Portrait, après ceux de Fillon et de Macron, sans doute le plus difficile à brosser pour moi certes à cause de ce qu'ils représentent qui demeure quand même le comble de l'exécrable, mais aussi parce qu'il s'agit d'un désormais incontournable triptyque où chacune des pièces s’emboîtant finalement assez bien à l'autre, a sa partie à jouer dans la cacophonie ambiante.

Ils se présentent comme une - diabolique - trinité ou, mieux encore comme les trois flexions du temps - histoire de nous asséner avec une implacable évidence que nous ne nous débarrasserons pas de sitôt de cette sainte famille.

Le Père

Bientôt rayé des cadres de l'histoire, le vieux baroudeur, prompt à la bagarre, à l'invective et à la provocation, puisant ses rituels dans la Corpo des si troubles années trente, son prêt-à-penser dans les rancœurs poujadistes des années 50 et ses heures de pseudo-bravoure dans les combats d'arrière-garde du conflit algérien.
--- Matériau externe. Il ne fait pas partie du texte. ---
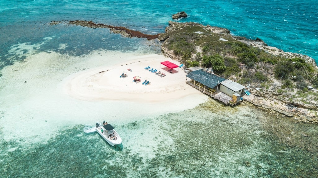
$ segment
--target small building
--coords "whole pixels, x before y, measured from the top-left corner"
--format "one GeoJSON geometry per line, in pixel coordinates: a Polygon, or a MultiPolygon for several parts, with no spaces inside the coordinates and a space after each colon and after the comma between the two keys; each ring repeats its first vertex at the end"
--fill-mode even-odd
{"type": "Polygon", "coordinates": [[[226,105],[233,106],[242,100],[241,96],[245,87],[231,80],[202,70],[193,71],[186,76],[186,83],[226,105]]]}
{"type": "Polygon", "coordinates": [[[245,87],[231,80],[228,79],[221,82],[220,90],[229,96],[234,93],[242,94],[245,87]]]}

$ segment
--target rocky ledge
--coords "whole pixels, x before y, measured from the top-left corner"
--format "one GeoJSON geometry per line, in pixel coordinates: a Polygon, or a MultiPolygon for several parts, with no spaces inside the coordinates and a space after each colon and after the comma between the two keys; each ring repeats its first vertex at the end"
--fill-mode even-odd
{"type": "Polygon", "coordinates": [[[181,18],[186,18],[188,14],[184,11],[183,11],[172,15],[172,19],[176,19],[181,18]]]}
{"type": "MultiPolygon", "coordinates": [[[[214,48],[220,50],[215,47],[217,45],[215,44],[224,42],[222,40],[226,39],[226,41],[242,42],[252,47],[253,49],[258,48],[265,52],[265,54],[277,56],[279,59],[300,58],[304,59],[306,60],[306,62],[311,66],[315,70],[314,72],[308,74],[318,76],[317,72],[318,67],[314,59],[307,56],[285,52],[277,48],[268,46],[259,38],[252,40],[244,37],[233,36],[230,34],[230,31],[227,29],[208,25],[205,26],[194,22],[181,23],[170,21],[169,24],[169,26],[166,28],[165,32],[158,37],[158,39],[163,41],[162,51],[165,55],[183,63],[186,63],[189,61],[198,61],[201,65],[202,62],[200,61],[198,54],[207,54],[206,52],[204,53],[204,49],[203,49],[204,45],[211,43],[212,44],[211,46],[214,48]],[[182,36],[184,37],[183,38],[180,38],[182,36]],[[185,55],[186,52],[182,51],[182,48],[184,47],[180,47],[178,49],[180,50],[181,52],[176,52],[176,49],[174,50],[173,48],[176,48],[176,45],[171,45],[172,43],[175,43],[176,39],[180,40],[180,39],[182,39],[181,41],[183,44],[185,44],[185,41],[189,41],[189,43],[194,44],[194,51],[191,53],[188,53],[190,54],[187,54],[187,56],[185,55]],[[210,41],[208,41],[209,40],[210,41]]],[[[182,43],[174,44],[180,46],[182,43]]],[[[222,56],[223,57],[232,58],[236,59],[235,60],[238,59],[236,56],[231,56],[228,54],[225,55],[224,54],[225,53],[224,51],[219,51],[217,54],[223,55],[222,56]]],[[[199,57],[200,56],[199,55],[199,57]]],[[[247,85],[248,89],[252,93],[250,96],[245,95],[243,96],[245,101],[265,110],[274,111],[293,118],[298,121],[318,123],[318,95],[317,94],[317,90],[316,89],[314,88],[307,92],[300,91],[295,87],[282,89],[286,84],[283,83],[285,82],[274,76],[273,68],[275,67],[275,65],[264,62],[258,62],[256,63],[256,67],[249,69],[244,64],[239,63],[238,65],[242,70],[240,71],[244,70],[245,72],[252,73],[255,73],[256,71],[260,71],[268,79],[267,82],[263,84],[259,81],[258,82],[249,83],[248,85],[246,83],[241,84],[247,85]]],[[[209,69],[208,69],[208,71],[209,69]]],[[[237,81],[241,77],[240,76],[242,76],[243,73],[244,73],[240,72],[238,73],[233,74],[226,78],[237,81]]],[[[243,73],[243,75],[244,74],[243,73]]],[[[292,80],[290,80],[292,83],[294,82],[292,80]]],[[[295,83],[294,86],[296,86],[296,85],[295,83]]]]}
{"type": "MultiPolygon", "coordinates": [[[[61,21],[52,21],[49,23],[50,25],[57,25],[63,23],[61,21]]],[[[123,27],[116,27],[106,25],[101,23],[95,23],[92,21],[83,20],[75,20],[70,21],[68,22],[64,22],[69,25],[80,25],[83,27],[86,27],[90,28],[107,28],[114,33],[121,34],[126,37],[137,37],[137,38],[145,38],[148,40],[153,40],[158,37],[160,34],[156,35],[148,35],[144,34],[138,31],[133,30],[123,27]]]]}

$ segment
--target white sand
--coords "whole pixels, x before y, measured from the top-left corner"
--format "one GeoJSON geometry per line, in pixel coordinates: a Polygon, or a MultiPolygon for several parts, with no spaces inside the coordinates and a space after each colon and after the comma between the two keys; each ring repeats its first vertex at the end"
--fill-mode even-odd
{"type": "Polygon", "coordinates": [[[99,51],[80,57],[30,54],[24,62],[1,70],[1,136],[25,143],[45,141],[77,124],[93,126],[106,120],[115,126],[125,124],[192,108],[209,99],[185,83],[181,69],[165,72],[163,78],[144,69],[150,66],[163,71],[160,62],[167,60],[179,64],[138,52],[99,51]],[[99,73],[104,71],[107,71],[99,73]],[[128,76],[120,78],[123,73],[128,76]],[[135,75],[150,84],[133,83],[135,75]]]}
{"type": "Polygon", "coordinates": [[[74,98],[89,101],[125,100],[135,102],[160,102],[179,99],[196,94],[198,91],[185,83],[186,74],[180,68],[170,69],[160,62],[167,60],[180,64],[163,55],[149,54],[112,66],[86,70],[68,78],[64,82],[66,92],[74,98]],[[148,66],[166,74],[161,77],[146,70],[148,66]],[[132,71],[128,70],[130,69],[132,71]],[[103,72],[104,71],[104,72],[103,72]],[[120,77],[127,74],[124,78],[120,77]],[[133,82],[139,76],[141,81],[133,82]],[[147,86],[142,83],[149,81],[147,86]]]}

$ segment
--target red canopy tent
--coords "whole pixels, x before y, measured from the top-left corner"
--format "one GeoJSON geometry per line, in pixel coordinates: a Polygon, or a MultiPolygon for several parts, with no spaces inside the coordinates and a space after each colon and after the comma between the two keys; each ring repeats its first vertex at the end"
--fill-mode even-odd
{"type": "Polygon", "coordinates": [[[168,60],[166,60],[164,62],[160,62],[160,64],[170,69],[174,69],[179,67],[179,66],[173,63],[169,62],[168,60]]]}

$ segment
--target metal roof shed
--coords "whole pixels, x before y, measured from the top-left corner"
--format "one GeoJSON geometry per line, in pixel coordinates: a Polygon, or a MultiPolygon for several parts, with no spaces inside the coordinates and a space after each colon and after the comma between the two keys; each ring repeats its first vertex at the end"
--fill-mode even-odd
{"type": "Polygon", "coordinates": [[[226,80],[221,82],[221,85],[224,85],[235,92],[244,89],[245,87],[240,84],[230,79],[226,80]]]}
Lui, représente le passé même si le vieux lion est encore capable de rugir, de sortir ses griffes car il représente la fusion, longtemps confidentielle, entre la vieille droite pétainistes et les ultimes remugles du fascisme.

Il aura longtemps géré son affaire comme un petit boutiquier mais il faut dire que tout au long des années 70 et même encore 80 la boutique devait rester bien confidentielle. Verbe haut, spontanément braillard : il tenait cette culture oratoire des grands anciens que furent Mussolini ou Hitler dont le propos tenait plus du crachat, de la bave ou de venin que de la parole organisée. Peu lui importait d'être pris pour un trublion, un clown menaçant ou un vulgaire agitateur puisque c'était le rôle qu'il s'était assigné. Le Pen, tout en prenant les rênes du FN - au départ émanation présentable d'Ordre Nouveau, groupe ouvertement fasciste - s'est sans doute donné pour tâche, d'abord, d'assurer sa propre carrière politique, sans aucun souci d'un quelconque accès au pouvoir - ce que l'épisode de la victoire à Orange, Vitrolles et la rupture bientôt avec Meigret allait illustrer :

Le rôle du père, au delà de ses sordides velléités personnelles, aura consisté en fin de compte à sortir l'extrême-droite française de la confidentialité : écrasée par l'opprobre de la collaboration, la vieille extrême-droite, volontiers xénophobe et autoritaire, farouchement anti-communiste au point de s'être compromise avec le nazisme, avait d'autant moins d'issue que la fabuleuse croissance des Trente glorieuses, l'épopée gaulliste avec sa dimension rassembleuse et sociale lui interdisait tout débouché politique. Cette droite, ultra-montaine qui depuis la chambre introuvable de la Restauration avait à peu près tout raté, et connu après l'échec du retour de l'ordre moral de Mac Mahon et de Broglie en 73 et l'infamie de l'Affaire Dreyfus ses ultimes soubresauts, allait, sa rancœur recuite depuis deux siècles, mais unie aux franges frénétiques des scories nazies, sans le dire mais efficacement, trouvé lentement une caisse de résonance.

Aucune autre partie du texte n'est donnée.